= Mel Cheren =

Melvin Cheren (1933 – December 7, 2007) was an American record executive who helped start the Paradise Garage, also known as "Gay-rage", a New York City gay discothèque popular in the 1970s and '80s.

==Early life==
Melvin "Mel" Cheren was born on January 21, 1933, in Everett, Massachusetts, and grew up in the Boston area.

His first job in the music business was in 1959 as salesman for ABC-Paramount Records.

In the 1960s, Cheren joined the Army and served in Germany. In 1964, he was in charge of production for ABC Records. In the 70's, he accepted a position for Scepter and began campaigning with the company to start producing dance music.

==West End Records==
In 1976, Mel Cheren and Ed Kushins founded West End Records, the music label that defined the sound of New York City in the heyday of disco. Cheren created the 12-inch vinyl single, which permitted longer playing time than the standard seven-inch, and which gained its greatest popularity in discos.

==Paradise Garage==
Cheren was business partner and former lover of Michael Brody, who created the Paradise Garage in 1977 with the financial back-up of Cheren. In the 2006 "The Godfather of Disco," a documentary about Cheren, he himself called the Garage "the ultimate expression of the whole fabric" of gay night life.

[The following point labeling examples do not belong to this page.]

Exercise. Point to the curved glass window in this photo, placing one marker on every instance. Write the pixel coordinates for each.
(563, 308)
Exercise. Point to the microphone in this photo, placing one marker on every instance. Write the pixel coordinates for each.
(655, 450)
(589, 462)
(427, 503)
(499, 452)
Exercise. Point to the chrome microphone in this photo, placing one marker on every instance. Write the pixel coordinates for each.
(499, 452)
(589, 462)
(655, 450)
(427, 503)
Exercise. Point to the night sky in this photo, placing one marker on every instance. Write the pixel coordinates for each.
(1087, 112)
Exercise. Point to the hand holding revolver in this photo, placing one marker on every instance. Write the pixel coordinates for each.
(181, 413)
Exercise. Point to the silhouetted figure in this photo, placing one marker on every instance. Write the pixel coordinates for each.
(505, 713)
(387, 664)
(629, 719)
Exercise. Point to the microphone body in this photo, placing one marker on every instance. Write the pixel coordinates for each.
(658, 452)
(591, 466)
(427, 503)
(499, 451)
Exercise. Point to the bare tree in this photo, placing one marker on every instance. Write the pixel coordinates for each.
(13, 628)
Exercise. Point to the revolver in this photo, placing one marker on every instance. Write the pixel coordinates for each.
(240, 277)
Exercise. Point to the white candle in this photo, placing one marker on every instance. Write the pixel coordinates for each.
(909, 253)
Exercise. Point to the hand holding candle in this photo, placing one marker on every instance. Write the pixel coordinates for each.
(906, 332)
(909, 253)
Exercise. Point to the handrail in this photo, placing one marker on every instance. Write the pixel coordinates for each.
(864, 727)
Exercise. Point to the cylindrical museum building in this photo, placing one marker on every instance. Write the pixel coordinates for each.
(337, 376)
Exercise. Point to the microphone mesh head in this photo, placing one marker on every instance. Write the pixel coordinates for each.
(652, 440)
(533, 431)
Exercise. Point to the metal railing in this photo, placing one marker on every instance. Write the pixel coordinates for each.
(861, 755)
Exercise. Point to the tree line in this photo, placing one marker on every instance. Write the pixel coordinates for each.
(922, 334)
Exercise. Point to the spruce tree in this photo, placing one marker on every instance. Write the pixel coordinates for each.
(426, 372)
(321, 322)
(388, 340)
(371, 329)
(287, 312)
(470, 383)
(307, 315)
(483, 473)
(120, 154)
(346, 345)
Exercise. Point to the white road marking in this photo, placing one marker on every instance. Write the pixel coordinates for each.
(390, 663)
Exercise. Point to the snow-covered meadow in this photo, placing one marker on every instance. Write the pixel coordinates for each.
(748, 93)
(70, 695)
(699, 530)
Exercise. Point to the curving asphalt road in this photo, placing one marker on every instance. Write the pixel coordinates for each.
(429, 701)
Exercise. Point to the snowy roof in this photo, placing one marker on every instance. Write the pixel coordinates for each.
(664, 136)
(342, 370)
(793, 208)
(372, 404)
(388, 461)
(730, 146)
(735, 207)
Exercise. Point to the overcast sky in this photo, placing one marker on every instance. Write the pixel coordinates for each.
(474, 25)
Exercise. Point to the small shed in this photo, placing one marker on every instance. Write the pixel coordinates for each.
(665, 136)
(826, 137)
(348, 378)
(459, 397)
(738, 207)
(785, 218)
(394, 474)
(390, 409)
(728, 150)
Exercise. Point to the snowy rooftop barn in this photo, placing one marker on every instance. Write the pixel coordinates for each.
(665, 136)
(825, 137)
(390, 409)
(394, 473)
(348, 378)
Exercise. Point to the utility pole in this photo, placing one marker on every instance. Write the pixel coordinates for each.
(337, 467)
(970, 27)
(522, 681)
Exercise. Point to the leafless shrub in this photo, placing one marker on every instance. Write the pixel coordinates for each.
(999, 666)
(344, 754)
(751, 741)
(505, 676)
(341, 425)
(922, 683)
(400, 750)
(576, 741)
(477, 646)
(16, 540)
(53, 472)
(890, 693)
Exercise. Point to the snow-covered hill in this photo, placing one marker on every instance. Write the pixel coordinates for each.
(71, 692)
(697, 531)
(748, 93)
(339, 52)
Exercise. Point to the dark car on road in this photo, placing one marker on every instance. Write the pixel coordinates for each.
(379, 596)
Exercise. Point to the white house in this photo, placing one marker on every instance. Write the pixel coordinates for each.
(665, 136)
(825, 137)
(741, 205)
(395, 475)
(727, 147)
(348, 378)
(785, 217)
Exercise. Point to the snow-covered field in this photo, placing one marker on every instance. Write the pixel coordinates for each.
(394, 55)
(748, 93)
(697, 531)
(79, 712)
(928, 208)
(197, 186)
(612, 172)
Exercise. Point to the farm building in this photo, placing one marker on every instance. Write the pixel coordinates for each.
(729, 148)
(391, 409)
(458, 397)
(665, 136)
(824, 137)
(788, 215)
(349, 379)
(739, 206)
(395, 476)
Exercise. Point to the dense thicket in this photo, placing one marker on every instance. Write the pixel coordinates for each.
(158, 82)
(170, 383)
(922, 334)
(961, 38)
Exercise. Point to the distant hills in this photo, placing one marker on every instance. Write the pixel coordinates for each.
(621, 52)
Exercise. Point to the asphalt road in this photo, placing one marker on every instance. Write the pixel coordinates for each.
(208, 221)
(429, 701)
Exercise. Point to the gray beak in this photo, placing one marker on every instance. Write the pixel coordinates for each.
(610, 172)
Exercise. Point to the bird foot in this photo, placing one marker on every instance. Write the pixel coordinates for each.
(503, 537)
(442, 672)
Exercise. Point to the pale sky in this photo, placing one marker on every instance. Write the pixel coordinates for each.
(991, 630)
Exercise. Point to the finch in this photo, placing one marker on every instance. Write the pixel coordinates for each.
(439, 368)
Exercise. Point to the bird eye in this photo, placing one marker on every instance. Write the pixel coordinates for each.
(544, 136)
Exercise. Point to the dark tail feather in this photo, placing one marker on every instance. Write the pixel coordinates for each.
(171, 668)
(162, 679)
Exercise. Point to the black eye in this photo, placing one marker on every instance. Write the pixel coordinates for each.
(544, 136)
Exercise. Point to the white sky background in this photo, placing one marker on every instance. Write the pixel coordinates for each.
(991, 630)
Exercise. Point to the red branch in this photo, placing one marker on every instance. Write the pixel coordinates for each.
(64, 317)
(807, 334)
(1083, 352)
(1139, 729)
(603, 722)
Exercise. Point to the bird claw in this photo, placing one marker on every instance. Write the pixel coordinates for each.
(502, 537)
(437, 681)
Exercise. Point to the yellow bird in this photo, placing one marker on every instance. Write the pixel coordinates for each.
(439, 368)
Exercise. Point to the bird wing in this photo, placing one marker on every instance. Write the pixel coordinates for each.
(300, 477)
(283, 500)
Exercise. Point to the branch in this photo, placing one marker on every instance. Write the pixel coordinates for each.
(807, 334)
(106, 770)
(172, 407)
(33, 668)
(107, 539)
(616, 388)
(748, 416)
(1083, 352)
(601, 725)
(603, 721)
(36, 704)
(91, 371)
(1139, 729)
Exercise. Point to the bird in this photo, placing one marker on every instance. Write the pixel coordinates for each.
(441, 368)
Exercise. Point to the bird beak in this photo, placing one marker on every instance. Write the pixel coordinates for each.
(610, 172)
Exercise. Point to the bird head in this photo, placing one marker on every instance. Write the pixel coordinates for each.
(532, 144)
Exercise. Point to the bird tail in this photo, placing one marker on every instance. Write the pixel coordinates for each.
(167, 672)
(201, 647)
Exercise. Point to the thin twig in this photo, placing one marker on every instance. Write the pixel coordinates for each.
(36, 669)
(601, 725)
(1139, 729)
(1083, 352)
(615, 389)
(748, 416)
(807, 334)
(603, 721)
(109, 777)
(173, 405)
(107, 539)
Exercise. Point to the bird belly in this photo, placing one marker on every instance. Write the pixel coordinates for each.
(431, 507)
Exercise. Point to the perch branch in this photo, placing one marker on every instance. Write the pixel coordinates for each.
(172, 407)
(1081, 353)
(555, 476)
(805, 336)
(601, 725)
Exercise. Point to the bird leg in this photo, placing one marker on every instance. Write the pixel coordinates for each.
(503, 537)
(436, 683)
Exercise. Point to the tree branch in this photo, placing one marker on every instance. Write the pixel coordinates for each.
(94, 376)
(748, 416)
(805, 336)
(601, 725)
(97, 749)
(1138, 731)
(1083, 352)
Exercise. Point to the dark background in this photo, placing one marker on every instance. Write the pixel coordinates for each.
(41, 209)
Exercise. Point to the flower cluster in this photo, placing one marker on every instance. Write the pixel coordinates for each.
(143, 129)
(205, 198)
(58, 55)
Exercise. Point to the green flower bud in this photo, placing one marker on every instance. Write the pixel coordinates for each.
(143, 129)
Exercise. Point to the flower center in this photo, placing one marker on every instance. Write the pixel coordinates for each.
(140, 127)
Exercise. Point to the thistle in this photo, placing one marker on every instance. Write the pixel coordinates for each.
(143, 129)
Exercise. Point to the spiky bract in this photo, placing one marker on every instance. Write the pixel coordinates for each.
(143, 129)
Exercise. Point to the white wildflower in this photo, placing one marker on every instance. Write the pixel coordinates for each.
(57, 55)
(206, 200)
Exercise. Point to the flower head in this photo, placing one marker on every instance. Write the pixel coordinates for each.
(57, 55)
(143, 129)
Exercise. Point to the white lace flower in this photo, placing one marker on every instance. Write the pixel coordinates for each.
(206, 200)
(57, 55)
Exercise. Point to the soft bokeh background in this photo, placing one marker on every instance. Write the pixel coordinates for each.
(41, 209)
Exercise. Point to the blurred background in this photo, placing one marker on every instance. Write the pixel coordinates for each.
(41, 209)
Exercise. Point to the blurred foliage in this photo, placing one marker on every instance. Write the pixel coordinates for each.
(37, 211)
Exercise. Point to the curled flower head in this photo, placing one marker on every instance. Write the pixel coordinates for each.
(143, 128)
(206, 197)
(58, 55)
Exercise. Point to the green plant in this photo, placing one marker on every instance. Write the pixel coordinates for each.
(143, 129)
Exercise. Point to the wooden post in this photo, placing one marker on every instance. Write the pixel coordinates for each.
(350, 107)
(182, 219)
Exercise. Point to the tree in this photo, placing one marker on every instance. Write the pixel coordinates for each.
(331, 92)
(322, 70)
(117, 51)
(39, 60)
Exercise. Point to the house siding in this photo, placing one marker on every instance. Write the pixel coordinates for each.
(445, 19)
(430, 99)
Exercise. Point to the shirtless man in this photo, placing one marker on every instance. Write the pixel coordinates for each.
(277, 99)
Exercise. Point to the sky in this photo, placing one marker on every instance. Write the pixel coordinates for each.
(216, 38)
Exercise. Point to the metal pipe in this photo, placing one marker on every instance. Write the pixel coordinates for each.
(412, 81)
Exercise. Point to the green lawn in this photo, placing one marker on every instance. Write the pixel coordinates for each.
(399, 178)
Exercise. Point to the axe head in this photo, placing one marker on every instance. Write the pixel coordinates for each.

==Gay Men's Health Crisis==
When Rodger McFarlane began a crisis counseling hotline about AIDS in 1982 as a program of the Gay Men's Health Crisis (GMHC) organization, he operated it out of a couple of rooms in a building in Chelsea owned by Mel Cheren. The building subsequently became the first headquarters and office of GMHC, rent-free. In 1984, when GMHC moved to larger quarters, Cheren turned the building into the Colonial House Inn, a 20-room gay-oriented guesthouse where he himself lived until his death.

==24 Hours for Life==
In the late 1980s, Cheren founded the nonprofit group "24 Hours for Life" to raise money for AIDS relief. Through the organization, he published his autobiography, My Life and the Paradise Garage: Keep On Dancin (2000).

==Personal life==
Mel Cheren died on December 7, 2007, from complications associated with AIDS.